- Artist
- Willie Doherty born 1959
- Medium
- Video, 2 monitors, colour and sound (stereo)
- Dimensions
- Collection
- Tate
- Acquisition
- Presented by the Patrons of New Art (Special Purchase Fund) through the Tate Gallery Foundation 1999
- Reference
- T07574
Summary
Tell Me What You Want is a video installation comprising two 2.29 inch television monitors each showing different footage. One of the screens displays a daytime shot of a grassy roadside verge interspersed with sequences depicting a man silhouetted in front of a white wall, while the other shows a night-time shot of a different roadside area that is intermingled with footage of a woman, who is positioned and lit identically to the man in the other video. Both figures speak ambiguously, alluding to various events without providing a coherent narrative, although they sometimes seem to evoke illicit or dangerous circumstances and both mention roadside scenes. The figures narrate various short snippets in a sequence that repeats several times during each video, with some monologues being relayed by both speakers. The roadside sequences comprise single shots, and like the footage featuring the man and woman, they are repeated many times during each video. They feature ambient noise, including sounds of passing cars, construction work (in the daytime sequence) and a barking dog (in the night-time scene) and both are tightly cropped and shot from a low angle in a way that largely omits the surrounding area. The videos are both looped and last just over thirty-one minutes, although they differ slightly in length and are unsynchronised, so that they combine in different ways during the course of the installation.

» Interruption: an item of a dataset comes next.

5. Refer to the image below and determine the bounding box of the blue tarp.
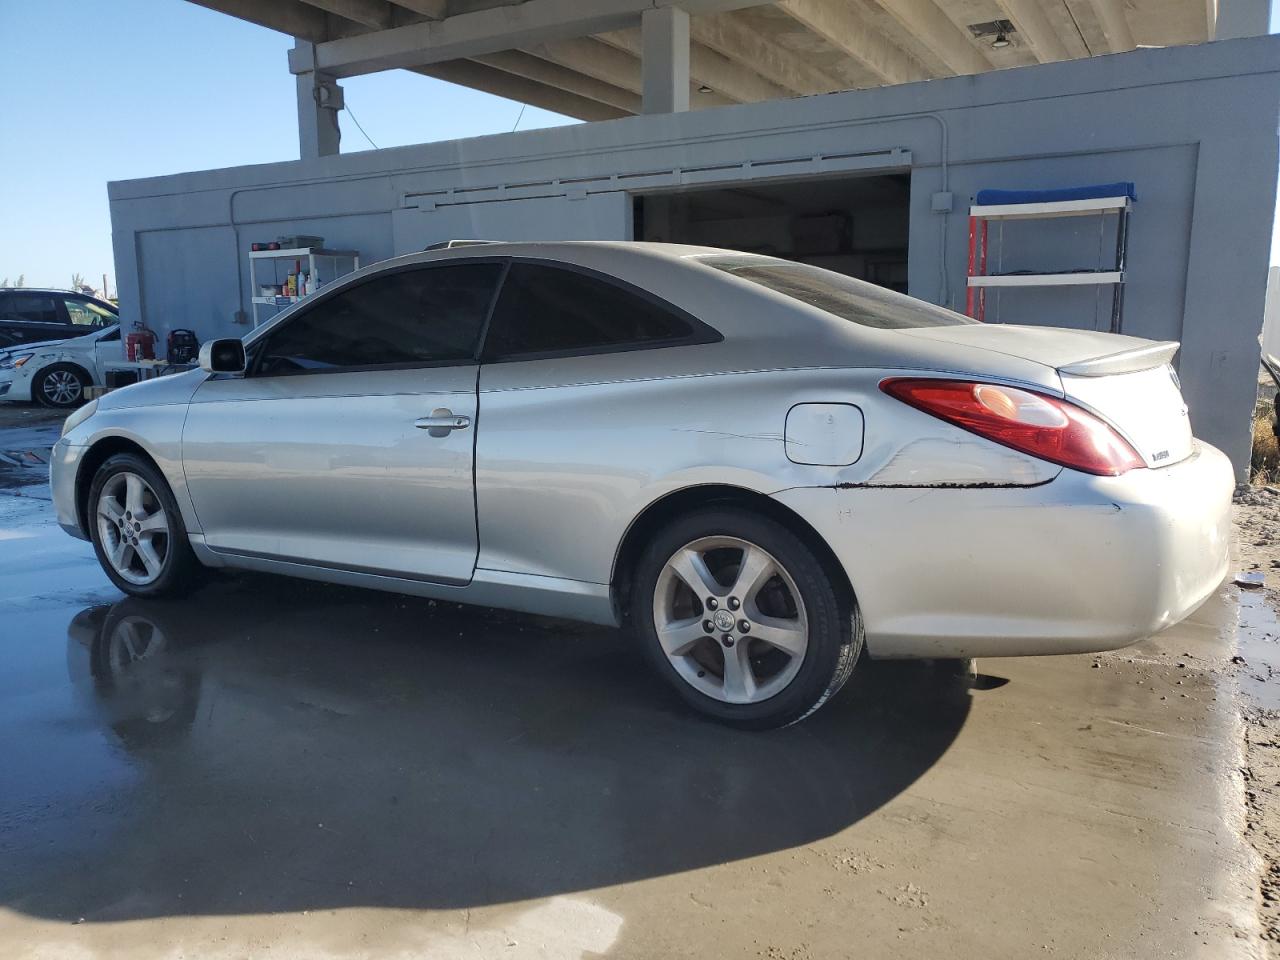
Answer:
[974,182,1136,206]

This work was made by the Northern Irish artist Willie Doherty in Derry, Northern Ireland, in 2006. It was shot using the analogue Hi-Band 8 by 2 format and transferred onto Hi-Band U-matic videotape in the same year. Tate’s exhibition copy is on DVD, as approved by Doherty in 2004. The work is usually exhibited in a separate, enclosed space measuring between three and four metres square, and the monitors are shown in opposite corners of this room, facing towards one another. However, they can also be exhibited in a larger space, placed on either side of one of the room’s corners at a distance of 2.2 m from it and facing in towards one another. In all installations, the monitors must be attached to the walls using top-mounted brackets and their bottom edges should be fixed at a distance of 1.4 m from the floor (see Matt’s Gallery 1997, p.39).
Like the monologues in the videos, the title of this work remains ambiguous. It could be interpreted as a request made to the individuals speaking in the videos, asking them either to talk about any subject or in any manner that they wish, or to indicate something they desire. Doherty has frequently worked with ambiguous images and texts since the late 1980s and critics have often seen this as a means of encouraging reflection on media representations, especially depictions of the Troubles – a period of conflict concerning the geopolitical status of Northern Ireland that began in the late 1960s and is widely considered to have concluded in the late 1990s. For example, the critic Jeffrey Kastner has observed that Doherty draws on tropes including ‘surveillance videos, news-camera shots and anonymous interview segments’, but added that ‘in marked opposition to the conventional approach of media imagery, the artist’s works never pretend to achieve resolution – in fact, they actively thwart it at every turn’ (Jeffrey Kastner, ‘Nothing Personal’, in Matt’s Gallery 1997, pp.37, 42).
This sense of an unclear meaning is heightened in Tell Me What You Want by the decontextualised roadside shots. Images of roadsides are common in Doherty’s photographs and videos (see, for instance, Minor Incident I 1994 and Ghost Story 2007, Tate T12957) and Kastner has argued that these liminal locations add to the ambiguously evocative nature of his works since they ‘allude to, but never resolve into pictures of places and events’ (Kastner 1997, p.37). In 2009 Doherty acknowledged that he has often depicted areas that seem ‘a little bit more difficult to identify’, but also locations that people may feel ‘cautious’ about:
Would you want to be there at night on your own, that kind of thing ... I deliberately choose those places because of the kinds of stories associated with them and how they kind of fold over into the ways we might see our expectations and fears played out.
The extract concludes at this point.